You may have noticed that the books you really love are bound together by a secret thread. You know very well what is the common quality that makes you love them, though you cannot put it into words: but most of your friends do not see it at all, and often wonder why, liking this, you should also like that. Again, you have stood before some landscape, which seems to embody what you have been looking for all your life; and then turned to the friend at your side who appears to be seeing what you saw -- but at the first words a gulf yawns between you, and you realise that this landscape means something totally different to him, that he is pursuing an alien vision and cares nothing for the ineffable suggestion by which you are transported. 

Even in your hobbies, has there not always been some secret attraction which the others are curiously ignorant of -- something, not to be identified with, but always on the verge of breaking through, the smell of cut wood in the workshop or the clap-clap of water against the boat's side? Are not all lifelong friendships born at the moment when at last you meet another human being who has some inkling (but faint and uncertain even in the best) of that something which you were born desiring, and which, beneath the flux of other desires and in all the momentary silences between the louder passions, night and day, year by year, from childhood to old age, you are looking for, watching for, listening for? You have never had it.

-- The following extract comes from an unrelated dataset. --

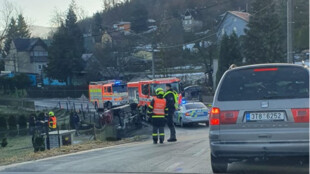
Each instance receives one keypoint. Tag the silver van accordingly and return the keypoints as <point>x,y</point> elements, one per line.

All the things that have ever deeply possessed your soul have been but hints of it -- tantalising glimpses, promises never quite fulfilled, echoes that died away just as they caught your ear. But if it should really become manifest -- if there ever came an echo that did not die away but swelled into the sound itself -- you would know it. Beyond all possibility of doubt you would say "Here at last is the thing I was made for."

― C.S. Lewis





 

1 comment:

  1. Your blog appeals to me....
    Hmm! First; beautiful Larix Occidentalis, my favorite! No doubt along the Yaak, a wilderness I'm familiar with. Mr Clive Staples is an intelligent Christian man from a land I would love to stamp my passport. My mother, a self proclaimed interpreter of dreams has long prodded me to read Jack's The "Screwtape Letters". I know as fact, Screwtape and Wormwood are real, I have seen them, they come in many forms.
    I admire Jacks attempt to speak for all souls.There are those who delve into the soul looking not only for who they are, but to enjoy a barrier they have build from the common man knowing what they have is tantalizing, unique, very Christian, very different, and attractive. They enjoy being their own man, alone from the masses, but yet seek those whom are like them, careful not to disrupt what has been built. When they have scoured the earth and chased the four winds, only the fortunate are able to be fulfilled. Have you found "What you are made for"?